Re: [PATCH 1/2] bcachefs: add fiemap delalloc extent detection

Brian Foster Mon, 08 Jan 2024 07:33:00 -0800

On Thu, Jan 04, 2024 at 06:41:26PM -0500, Kent Overstreet wrote:
> +cc btrfs folks
>


-cc btrfs folks ;) (for unrelated discussion mostly around the variable
declaration thing...)

> On Thu, Jan 04, 2024 at 07:12:47AM -0500, Brian Foster wrote:
> > On Tue, Dec 19, 2023 at 06:57:42PM -0500, Kent Overstreet wrote:
> > > On Tue, Dec 19, 2023 at 09:02:14AM -0500, Brian Foster wrote:
> > > > +       start = bch2_seek_pagecache_data(vinode, start, end, 0, false);
> > > > +       if (start >= end)
> > > > +               return false;
> > > > +       end = bch2_seek_pagecache_hole(vinode, start, end, 0, false);
> > > > +
> > > > +       /*
> > > > +        * Create a fake extent key in the buffer. We have to add a 
> > > > dummy extent
> > > > +        * pointer for the fill code to add an extent entry. It's 
> > > > explicitly
> > > > +        * zeroed to reflect delayed allocation (i.e. phys offset 0).
> > > > +        */
> > > > +       bch2_bkey_buf_realloc(cur, c, sizeof(*delextent) / sizeof(u64));
> > > > +       delextent = bkey_extent_init(cur->k);
> > > > +       delextent->k.p = POS(ei->v.i_ino, start >> 9);
> > > > +       bch2_key_resize(&delextent->k, (end - start) >> 9);
> > > > +       bch2_bkey_append_ptr(&delextent->k_i, ptr);
> > > > +
> > > > +       return true;
> > > > +}
> > > 
> > > I don't like that this returns a delalloc extent when data is merely
> > > present in the pagecache - that's wrong.
> > > 
> > > bch2_seek_pagecache_dirty_data()?
> > > 
> > 
> > Technically it just returns a file offset range represented in an extent
> > key. I could tweak it to just return a range or something and make the
> > delalloc part a separate helper.
> > 
> > More to the broader point, I thought that technically this was all
> > somewhat racy wrt to folio state and I was a little concerned about
> > possibly showing weird/inconsistent state if this runs concurrently with
> > writeback.
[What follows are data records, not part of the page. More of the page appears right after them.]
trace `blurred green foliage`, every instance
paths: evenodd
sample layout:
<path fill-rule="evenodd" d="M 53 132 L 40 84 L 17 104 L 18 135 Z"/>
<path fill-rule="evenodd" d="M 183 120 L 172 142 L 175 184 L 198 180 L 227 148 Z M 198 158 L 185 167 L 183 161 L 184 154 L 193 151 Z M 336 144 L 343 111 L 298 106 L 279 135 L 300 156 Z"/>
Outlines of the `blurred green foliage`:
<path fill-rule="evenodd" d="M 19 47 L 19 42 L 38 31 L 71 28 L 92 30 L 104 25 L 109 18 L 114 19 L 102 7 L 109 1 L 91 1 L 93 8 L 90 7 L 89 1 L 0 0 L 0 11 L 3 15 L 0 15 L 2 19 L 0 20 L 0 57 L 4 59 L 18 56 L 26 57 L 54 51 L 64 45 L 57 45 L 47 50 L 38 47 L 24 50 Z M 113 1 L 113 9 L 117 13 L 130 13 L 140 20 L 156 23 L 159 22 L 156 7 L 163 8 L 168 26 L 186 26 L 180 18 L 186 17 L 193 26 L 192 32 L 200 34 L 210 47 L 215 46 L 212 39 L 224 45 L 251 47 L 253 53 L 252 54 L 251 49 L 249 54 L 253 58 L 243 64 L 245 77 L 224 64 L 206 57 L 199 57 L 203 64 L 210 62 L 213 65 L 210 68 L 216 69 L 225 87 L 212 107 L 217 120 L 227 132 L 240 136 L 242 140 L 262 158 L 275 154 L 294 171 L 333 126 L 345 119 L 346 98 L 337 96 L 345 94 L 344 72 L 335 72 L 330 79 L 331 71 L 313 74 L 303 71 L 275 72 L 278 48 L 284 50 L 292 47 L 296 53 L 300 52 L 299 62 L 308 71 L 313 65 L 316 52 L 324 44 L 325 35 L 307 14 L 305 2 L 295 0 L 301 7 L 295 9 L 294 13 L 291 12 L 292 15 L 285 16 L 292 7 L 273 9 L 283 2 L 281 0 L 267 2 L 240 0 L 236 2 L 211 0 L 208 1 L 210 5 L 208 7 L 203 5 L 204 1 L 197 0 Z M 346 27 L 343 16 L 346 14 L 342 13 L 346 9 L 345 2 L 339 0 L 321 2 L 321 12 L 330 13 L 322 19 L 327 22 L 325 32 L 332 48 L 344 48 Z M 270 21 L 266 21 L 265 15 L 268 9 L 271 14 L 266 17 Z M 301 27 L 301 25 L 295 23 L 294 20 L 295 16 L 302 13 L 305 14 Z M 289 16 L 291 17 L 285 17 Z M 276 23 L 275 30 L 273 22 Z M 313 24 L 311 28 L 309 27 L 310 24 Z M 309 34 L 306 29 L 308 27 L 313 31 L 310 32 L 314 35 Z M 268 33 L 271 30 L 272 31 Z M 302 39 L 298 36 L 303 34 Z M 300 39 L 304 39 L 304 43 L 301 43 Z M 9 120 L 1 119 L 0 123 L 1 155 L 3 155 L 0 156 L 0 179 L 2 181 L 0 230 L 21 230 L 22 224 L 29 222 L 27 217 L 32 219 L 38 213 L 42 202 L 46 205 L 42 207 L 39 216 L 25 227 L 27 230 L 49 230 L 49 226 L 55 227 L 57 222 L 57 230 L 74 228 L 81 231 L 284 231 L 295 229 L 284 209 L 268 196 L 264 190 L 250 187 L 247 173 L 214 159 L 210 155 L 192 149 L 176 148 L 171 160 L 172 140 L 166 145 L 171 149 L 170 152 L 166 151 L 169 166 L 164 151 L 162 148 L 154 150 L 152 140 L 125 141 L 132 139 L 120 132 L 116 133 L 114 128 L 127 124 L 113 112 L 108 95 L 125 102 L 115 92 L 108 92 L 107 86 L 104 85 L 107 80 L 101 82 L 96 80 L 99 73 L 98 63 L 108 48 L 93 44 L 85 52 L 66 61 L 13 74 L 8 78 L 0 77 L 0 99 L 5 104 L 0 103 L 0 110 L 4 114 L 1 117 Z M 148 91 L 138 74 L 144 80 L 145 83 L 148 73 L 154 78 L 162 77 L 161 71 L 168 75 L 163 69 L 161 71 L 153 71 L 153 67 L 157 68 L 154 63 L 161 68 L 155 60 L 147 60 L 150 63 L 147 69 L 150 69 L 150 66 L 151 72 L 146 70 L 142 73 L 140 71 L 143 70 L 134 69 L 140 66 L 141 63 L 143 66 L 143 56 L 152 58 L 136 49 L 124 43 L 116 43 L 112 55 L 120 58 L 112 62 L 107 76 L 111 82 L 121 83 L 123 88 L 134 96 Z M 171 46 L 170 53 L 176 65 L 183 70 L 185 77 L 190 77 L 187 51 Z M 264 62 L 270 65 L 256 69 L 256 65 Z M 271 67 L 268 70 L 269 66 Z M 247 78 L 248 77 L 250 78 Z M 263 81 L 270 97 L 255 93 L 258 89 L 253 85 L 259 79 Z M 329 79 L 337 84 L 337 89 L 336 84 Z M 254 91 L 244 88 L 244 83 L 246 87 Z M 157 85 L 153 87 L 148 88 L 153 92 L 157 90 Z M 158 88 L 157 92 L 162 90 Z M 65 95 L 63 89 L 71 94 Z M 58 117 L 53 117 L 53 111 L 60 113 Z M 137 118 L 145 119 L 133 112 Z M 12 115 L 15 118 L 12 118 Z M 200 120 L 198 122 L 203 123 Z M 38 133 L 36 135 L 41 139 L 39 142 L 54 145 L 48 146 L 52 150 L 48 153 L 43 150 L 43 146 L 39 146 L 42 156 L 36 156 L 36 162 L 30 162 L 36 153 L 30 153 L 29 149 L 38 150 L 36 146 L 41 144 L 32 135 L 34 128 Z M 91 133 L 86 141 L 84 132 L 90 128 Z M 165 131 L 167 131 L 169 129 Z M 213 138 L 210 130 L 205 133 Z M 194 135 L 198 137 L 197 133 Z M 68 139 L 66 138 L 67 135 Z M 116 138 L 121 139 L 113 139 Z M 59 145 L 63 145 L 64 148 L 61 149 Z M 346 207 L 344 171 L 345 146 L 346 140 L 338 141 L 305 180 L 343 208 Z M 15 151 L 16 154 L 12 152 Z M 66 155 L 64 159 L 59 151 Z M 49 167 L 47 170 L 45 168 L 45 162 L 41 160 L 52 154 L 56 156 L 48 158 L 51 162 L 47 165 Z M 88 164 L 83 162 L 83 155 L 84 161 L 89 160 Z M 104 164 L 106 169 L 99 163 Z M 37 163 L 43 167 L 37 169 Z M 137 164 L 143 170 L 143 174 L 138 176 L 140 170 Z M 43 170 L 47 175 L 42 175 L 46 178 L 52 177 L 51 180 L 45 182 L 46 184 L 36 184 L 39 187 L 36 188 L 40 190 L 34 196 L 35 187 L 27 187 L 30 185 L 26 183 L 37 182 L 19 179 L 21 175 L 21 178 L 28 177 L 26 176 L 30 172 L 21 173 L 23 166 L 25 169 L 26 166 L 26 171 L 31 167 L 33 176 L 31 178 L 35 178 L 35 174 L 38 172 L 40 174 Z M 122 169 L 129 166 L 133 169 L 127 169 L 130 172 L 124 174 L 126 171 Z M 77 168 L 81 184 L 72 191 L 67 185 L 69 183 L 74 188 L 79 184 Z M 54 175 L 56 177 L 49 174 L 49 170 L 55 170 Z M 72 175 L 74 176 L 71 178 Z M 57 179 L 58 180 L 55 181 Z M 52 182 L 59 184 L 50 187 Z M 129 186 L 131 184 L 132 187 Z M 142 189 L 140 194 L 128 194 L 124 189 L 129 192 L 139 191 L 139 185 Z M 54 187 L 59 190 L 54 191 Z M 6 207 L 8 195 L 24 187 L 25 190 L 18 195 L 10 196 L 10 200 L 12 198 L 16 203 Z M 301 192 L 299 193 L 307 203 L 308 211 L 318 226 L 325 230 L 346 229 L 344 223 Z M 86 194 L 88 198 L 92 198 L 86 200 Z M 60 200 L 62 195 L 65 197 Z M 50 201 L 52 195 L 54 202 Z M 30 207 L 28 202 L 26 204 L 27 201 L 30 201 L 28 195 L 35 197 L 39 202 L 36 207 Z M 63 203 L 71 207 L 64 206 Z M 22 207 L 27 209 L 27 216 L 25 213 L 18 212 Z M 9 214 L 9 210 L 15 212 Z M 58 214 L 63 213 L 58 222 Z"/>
I'll have to take a closer look at the bch2_seek_* helpers
> > though to better quantify that concern...
> 
> Yeah, it does get tricky there; writeback will flip the folio state from
> dirty to allocated before it shows up in the btree.
> 
> To fix that we'd need to add a new state to BCH_FOLIO_SECTOR_STATE, and
> it seems like that's something we should strongly consider.
> 
> There may also be some lingering bugginess in the i_sectors accounting
> code, if we're touching this stuff we definitely want to be looking for
> ways to make that more rigoroous if we can - I thought I was done with
> that, but I have an assert patch in my garbage branch that was firing -
> hadn't had time to track it down:
> https://evilpiepirate.org/git/bcachefs.git/commit/?h=bcachefs-garbage&id=50010457597c6c30aec1195b0568868d2d30bb76
> 
> This is likely related to the warning that's been popping in the CI from
> time to time about i_sectors_delta being the wrong sign in writeback
> completion.
> 
> Not the main focus here, just wanted to bring it up in case you start to
> go down that rabbit hole
> 

Ok, thanks. I'll give it a look.

> 
> > > Now that we're not compiling in gnu89 mode anymore, I'm moving code away
> > > from this "declare all variables at the top" style - I want variables
> > > declared where they're initialized.
> > > 
> > > The reason is that bugs of the "I accidently used a var before I
> > > initialized it" are really common, and the compiler does a crap job of
> > > catching them.
> > > 
> > > Anywhere where we can write our code in a more functional style (in the
> > > SSA sense, variables are declared where they are initialized and never
> > > mutated) without it affecting the quality of the output is a big win.
> > > 
> > > (across function calls, we can't generally do this because C doesn't
> > > have return value optimization).
> > > 
> > 
> > Hmm.. not really sure I want to get into this. My initial reaction is
> > that this strikes me as odd formatting that makes the code incrementally
> > more annoying to read for marginal benefit. Has there been any broader
> > discussion on this sort of thing anywhere that I can catch up on?
> 
> Starting that discussion now :)
> 

Heh, Ok.

> Actually, this did come up not too long ago; there was a bug in some usb
> code where they were using the loop iterator after breaking out of the
> loop - which should have been ok, but for some horribly subtly reasons
> was not, and Linus brought up that it's probably time to switch to
> declaring the loop iterator in the for () statement to make those sorts
> of bugs impossible.
> 

That seems like a perfectly reasonable adjustment/policy to me.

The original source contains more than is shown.